Sanders is losing the pillow fight with Clinton
WASHINGTON — The 19th century had the Lincoln-Douglas debates. The 20th century brought Kennedy-Nixon. And now we have just experienced a forensic masterpiece to define our times: the Clinton-Sanders Debate Debate.
This particular rhetorical showdown was not a back-and-forth about issues, appropriately enough, but an argument about whether to debate — and when, and where. It began Jan. 30, when the Bernie Sanders presidential campaign challenged Hillary Clinton to debate him in Brooklyn on April 14.
Clinton suggested the Democrats instead debate in Pennsylvania, on Long Island or in Upstate New York. Sanders accused Clinton of ducking.
Clinton proposed a New York debate on the evening of April 4 — but the Sanders campaign rejected the idea as “ludicrous” because the NCAA basketball championship would be later that night and Syracuse might be playing.

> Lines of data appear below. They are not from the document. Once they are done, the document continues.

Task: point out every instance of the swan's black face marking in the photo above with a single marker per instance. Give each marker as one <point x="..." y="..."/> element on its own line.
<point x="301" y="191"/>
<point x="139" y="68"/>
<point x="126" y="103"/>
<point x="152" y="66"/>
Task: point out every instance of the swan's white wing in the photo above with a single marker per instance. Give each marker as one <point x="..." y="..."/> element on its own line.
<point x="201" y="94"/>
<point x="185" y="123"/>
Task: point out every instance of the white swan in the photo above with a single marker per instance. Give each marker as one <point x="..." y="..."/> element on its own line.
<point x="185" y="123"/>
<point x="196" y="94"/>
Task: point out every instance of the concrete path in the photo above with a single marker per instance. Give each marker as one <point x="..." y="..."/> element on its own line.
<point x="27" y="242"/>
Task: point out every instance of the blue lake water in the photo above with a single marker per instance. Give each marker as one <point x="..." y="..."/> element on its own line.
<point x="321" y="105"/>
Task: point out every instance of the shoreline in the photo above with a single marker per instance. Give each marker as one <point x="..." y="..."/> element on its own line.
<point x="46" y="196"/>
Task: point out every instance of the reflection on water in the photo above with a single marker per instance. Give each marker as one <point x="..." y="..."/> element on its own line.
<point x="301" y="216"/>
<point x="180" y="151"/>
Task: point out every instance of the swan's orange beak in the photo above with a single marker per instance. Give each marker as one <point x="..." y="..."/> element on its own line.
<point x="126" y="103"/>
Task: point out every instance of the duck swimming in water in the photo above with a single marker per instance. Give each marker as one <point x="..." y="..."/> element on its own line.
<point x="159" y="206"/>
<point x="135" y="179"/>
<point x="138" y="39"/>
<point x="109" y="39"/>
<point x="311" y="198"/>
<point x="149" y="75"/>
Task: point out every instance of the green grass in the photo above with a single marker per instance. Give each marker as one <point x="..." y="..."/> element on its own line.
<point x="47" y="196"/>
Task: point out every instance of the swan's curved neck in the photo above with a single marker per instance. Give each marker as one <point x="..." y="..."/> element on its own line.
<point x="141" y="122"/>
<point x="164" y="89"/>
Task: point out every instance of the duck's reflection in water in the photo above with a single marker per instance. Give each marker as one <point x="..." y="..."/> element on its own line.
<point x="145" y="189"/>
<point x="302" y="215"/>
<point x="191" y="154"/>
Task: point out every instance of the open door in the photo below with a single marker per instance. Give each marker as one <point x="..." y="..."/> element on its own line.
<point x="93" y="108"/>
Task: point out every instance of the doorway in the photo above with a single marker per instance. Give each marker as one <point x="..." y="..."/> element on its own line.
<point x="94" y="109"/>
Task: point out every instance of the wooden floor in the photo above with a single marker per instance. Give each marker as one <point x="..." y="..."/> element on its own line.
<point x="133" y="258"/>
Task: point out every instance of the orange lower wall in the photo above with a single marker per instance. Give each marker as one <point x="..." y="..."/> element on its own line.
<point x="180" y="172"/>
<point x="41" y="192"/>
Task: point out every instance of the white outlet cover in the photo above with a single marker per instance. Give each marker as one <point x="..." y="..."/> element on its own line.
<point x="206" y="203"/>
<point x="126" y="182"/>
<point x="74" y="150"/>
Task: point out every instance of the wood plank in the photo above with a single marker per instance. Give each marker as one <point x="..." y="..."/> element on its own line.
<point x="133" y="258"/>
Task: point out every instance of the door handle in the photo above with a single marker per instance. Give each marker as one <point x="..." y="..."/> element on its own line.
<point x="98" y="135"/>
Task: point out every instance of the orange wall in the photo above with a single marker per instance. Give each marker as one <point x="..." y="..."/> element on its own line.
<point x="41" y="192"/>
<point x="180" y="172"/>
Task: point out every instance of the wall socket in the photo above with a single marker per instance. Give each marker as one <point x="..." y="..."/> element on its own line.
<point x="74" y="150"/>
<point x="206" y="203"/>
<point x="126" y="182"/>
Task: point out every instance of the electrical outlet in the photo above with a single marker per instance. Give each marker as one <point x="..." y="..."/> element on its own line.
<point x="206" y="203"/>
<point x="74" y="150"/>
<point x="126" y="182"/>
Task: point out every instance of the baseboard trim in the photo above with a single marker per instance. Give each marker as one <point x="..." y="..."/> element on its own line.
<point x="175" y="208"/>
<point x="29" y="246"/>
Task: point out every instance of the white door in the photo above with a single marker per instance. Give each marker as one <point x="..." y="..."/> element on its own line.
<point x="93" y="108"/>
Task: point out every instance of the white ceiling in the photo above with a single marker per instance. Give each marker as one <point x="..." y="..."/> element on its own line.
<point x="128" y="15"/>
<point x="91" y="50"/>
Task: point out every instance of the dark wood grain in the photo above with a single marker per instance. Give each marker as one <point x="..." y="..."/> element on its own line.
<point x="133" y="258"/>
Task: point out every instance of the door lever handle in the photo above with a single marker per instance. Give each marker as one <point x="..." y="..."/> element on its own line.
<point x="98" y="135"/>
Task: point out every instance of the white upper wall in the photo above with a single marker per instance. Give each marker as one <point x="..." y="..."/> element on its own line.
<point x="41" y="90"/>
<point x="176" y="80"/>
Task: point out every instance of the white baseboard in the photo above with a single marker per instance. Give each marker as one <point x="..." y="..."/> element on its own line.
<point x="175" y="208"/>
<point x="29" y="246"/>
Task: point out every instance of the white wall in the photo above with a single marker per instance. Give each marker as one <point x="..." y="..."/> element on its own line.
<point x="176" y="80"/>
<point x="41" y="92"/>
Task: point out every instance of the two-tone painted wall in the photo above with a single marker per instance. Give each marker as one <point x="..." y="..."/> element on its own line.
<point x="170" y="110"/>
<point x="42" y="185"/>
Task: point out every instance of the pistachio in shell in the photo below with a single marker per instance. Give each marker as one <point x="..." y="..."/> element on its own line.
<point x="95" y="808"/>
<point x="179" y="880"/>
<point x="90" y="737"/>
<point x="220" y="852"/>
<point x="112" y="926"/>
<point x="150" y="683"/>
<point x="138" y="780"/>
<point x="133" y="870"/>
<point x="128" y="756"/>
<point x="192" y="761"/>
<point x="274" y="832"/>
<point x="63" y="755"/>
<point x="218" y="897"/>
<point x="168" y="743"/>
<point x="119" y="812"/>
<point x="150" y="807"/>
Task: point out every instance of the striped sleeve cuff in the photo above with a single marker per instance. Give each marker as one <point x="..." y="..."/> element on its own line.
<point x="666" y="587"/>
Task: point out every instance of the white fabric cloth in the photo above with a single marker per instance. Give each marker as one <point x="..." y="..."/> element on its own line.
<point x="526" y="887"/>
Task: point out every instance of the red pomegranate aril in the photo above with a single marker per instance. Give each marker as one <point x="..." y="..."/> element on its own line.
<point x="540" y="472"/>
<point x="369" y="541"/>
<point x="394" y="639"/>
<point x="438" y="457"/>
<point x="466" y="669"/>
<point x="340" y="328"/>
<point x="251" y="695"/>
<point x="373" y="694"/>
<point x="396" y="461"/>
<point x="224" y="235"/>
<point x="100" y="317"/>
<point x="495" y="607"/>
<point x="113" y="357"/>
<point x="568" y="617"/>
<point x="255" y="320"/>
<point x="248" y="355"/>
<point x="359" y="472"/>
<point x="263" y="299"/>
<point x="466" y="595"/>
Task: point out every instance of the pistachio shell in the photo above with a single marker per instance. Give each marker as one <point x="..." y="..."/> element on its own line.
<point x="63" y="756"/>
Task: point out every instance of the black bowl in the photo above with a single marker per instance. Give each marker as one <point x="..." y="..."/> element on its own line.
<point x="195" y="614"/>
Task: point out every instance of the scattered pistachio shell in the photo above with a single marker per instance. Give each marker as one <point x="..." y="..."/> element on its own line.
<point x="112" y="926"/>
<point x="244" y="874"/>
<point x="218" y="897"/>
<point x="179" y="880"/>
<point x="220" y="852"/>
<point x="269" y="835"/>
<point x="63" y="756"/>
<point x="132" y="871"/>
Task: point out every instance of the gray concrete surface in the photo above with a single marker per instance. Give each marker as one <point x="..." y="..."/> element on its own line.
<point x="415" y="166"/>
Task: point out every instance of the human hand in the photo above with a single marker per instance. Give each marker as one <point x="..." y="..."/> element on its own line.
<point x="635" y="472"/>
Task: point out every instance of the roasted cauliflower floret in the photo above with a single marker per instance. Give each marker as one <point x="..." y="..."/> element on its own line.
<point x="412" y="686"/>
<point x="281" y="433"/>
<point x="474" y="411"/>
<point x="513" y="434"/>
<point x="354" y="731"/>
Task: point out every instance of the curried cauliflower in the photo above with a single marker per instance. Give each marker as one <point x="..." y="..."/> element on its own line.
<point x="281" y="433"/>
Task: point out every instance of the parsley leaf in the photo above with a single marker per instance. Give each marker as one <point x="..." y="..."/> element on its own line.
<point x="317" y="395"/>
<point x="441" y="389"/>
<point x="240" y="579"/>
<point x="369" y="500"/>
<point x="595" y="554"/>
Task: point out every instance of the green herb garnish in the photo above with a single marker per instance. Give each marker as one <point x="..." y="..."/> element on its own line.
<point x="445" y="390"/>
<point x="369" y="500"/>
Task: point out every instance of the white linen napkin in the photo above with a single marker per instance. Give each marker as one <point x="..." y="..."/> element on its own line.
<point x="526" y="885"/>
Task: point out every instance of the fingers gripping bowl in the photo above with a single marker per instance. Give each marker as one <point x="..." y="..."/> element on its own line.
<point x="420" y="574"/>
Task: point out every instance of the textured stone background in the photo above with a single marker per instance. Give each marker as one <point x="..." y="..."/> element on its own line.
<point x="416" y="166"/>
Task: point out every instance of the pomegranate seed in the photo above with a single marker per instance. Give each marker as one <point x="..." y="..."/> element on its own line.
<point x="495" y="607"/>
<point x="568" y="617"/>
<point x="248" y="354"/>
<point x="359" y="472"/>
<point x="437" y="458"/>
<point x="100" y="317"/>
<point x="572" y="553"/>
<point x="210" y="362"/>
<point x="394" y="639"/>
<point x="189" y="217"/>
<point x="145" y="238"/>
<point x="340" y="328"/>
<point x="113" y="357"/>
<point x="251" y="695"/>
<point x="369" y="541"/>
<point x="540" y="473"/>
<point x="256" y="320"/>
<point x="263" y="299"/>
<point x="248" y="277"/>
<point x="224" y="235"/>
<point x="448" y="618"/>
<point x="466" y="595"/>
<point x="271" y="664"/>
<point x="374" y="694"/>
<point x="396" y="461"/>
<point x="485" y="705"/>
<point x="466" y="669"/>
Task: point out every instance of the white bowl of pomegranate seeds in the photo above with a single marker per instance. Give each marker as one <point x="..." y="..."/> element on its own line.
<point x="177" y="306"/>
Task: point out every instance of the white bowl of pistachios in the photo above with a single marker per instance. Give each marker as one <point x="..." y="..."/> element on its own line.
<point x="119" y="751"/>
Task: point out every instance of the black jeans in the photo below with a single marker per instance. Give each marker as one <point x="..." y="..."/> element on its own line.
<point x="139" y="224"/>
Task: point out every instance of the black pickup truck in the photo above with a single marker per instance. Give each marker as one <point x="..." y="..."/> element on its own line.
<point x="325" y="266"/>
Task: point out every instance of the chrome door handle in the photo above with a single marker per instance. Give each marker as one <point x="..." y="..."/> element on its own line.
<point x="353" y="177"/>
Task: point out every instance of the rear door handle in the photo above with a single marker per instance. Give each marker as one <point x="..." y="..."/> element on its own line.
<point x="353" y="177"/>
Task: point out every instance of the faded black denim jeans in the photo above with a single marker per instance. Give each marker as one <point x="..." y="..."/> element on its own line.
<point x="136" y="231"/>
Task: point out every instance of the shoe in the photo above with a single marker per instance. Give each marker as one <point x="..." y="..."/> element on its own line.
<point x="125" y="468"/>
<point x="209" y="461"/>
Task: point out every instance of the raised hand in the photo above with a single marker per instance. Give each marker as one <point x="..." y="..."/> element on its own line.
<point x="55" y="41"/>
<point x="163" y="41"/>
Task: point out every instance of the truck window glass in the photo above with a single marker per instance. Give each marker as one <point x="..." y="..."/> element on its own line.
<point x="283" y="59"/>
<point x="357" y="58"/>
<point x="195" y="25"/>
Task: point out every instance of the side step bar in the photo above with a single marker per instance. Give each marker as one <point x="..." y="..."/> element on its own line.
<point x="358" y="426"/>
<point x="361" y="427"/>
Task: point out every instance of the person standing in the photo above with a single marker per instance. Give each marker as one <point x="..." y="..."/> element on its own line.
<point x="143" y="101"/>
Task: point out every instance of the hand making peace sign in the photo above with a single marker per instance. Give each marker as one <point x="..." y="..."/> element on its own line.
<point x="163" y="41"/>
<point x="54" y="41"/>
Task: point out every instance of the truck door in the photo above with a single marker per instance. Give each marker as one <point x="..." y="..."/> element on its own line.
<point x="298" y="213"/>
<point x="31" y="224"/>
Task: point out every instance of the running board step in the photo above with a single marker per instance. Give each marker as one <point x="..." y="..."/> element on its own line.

Clinton proposed they debate on ABC’s “Good Morning America” on April 15, but Sanders rejected that, too.
Clinton even acquiesced to the original Sanders demand and offered to debate April 14 in Brooklyn. Sorry, Sanders said. He now had a rally scheduled for that night — and the permit, his campaign said, had been hard to get.
The Sanders campaign countered Sunday by suggesting four other nights — one of them on a weekend, which it previously had said was unacceptable. Clinton summarily rejected those days.
Finally, with New York’s April 19 primary looming, Mayor Bill de Blasio on Monday intervened: If Sanders would debate on April 14, de Blasio tweeted, “I will help you secure any permit you need to ensure your NYC rally can happen too.”
Sanders late Monday acquiesced to debate on the very day and in the very place he proposed two months ago. He could rally another time at his preferred venue, New York’s Washington Square Park — which, by coincidence, was the site Saturday of the International Pillow Fight, in which hundreds of strangers playfully thumped each other with feather-filled sacks.
This is oddly appropriate, because the Democratic nominating contest generally, like the Great Debate Debate, has come to resemble a pillow fight — a lot of commotion and feathers flying, but the blows don’t have much impact. Sanders long ago ceased to have a meaningful chance of winning the nomination; he would need to win 57 percent of the remaining delegates (or 67 percent, if you include uncommitted superdelegates), which, under the Democrats’ system of assigning delegates in proportion to the vote, simply isn’t going to happen.
And Sanders, to his credit, refuses to attack Clinton on her character, which he would have needed to do to have any chance of winning. He has stepped up his attacks on Clinton’s positions, but his parries, particularly compared with those in the Republican race, are gentle. Sanders therefore can disrupt and annoy Clinton on her way to the nomination, but he can’t beat her.
Top Sanders strategists acknowledged as much in a New York Times article Monday by Patrick Healy and Yamiche Alcindor. They were quoted speaking in the past tense and lamenting what the writers described as “missed opportunities to run an aggressive political operation in 2015 that would have presented more of a challenge to Mrs. Clinton.” Sanders strategist Tad Devine said the “central complication with Bernie is that he never wanted to cross into the zone of personal attacks because it would undercut his brand.”
The Republican National Committee is welcoming the Sanders show as a distraction from the GOP candidates’ fratricide. The RNC, in its daily media summary Monday, emailed a news article reporting that “Clinton is ‘showing flashes of frustration’ as she struggles to put Bernie Sanders away.”
But what does Sanders get from this? The Great Debate Debate shows the futility.
Early in the campaign, he and other Clinton challengers justifiably complained that the Democratic National Committee had limited the number of debates — and hidden them on weekends — to protect Clinton. But even after Clinton, responding to a surging Sanders, dropped her reluctance to debate and agreed to participate in a total of 10, Sanders continued to portray her as hiding.
Friday, he told the New York Daily News that Clinton wasn’t “willing to debate issues of importance to New Yorkers” and that Clinton’s aides were “dragging their feet.”
But when Clinton said she would debate on the day Sanders had proposed, he looked like the dog that caught the car. His campaign protested that Clinton aides were being “disingenuous” because they knew Sanders “already had locked in a park permit for a major rally” that day.
The blow landed with the weight of goose down.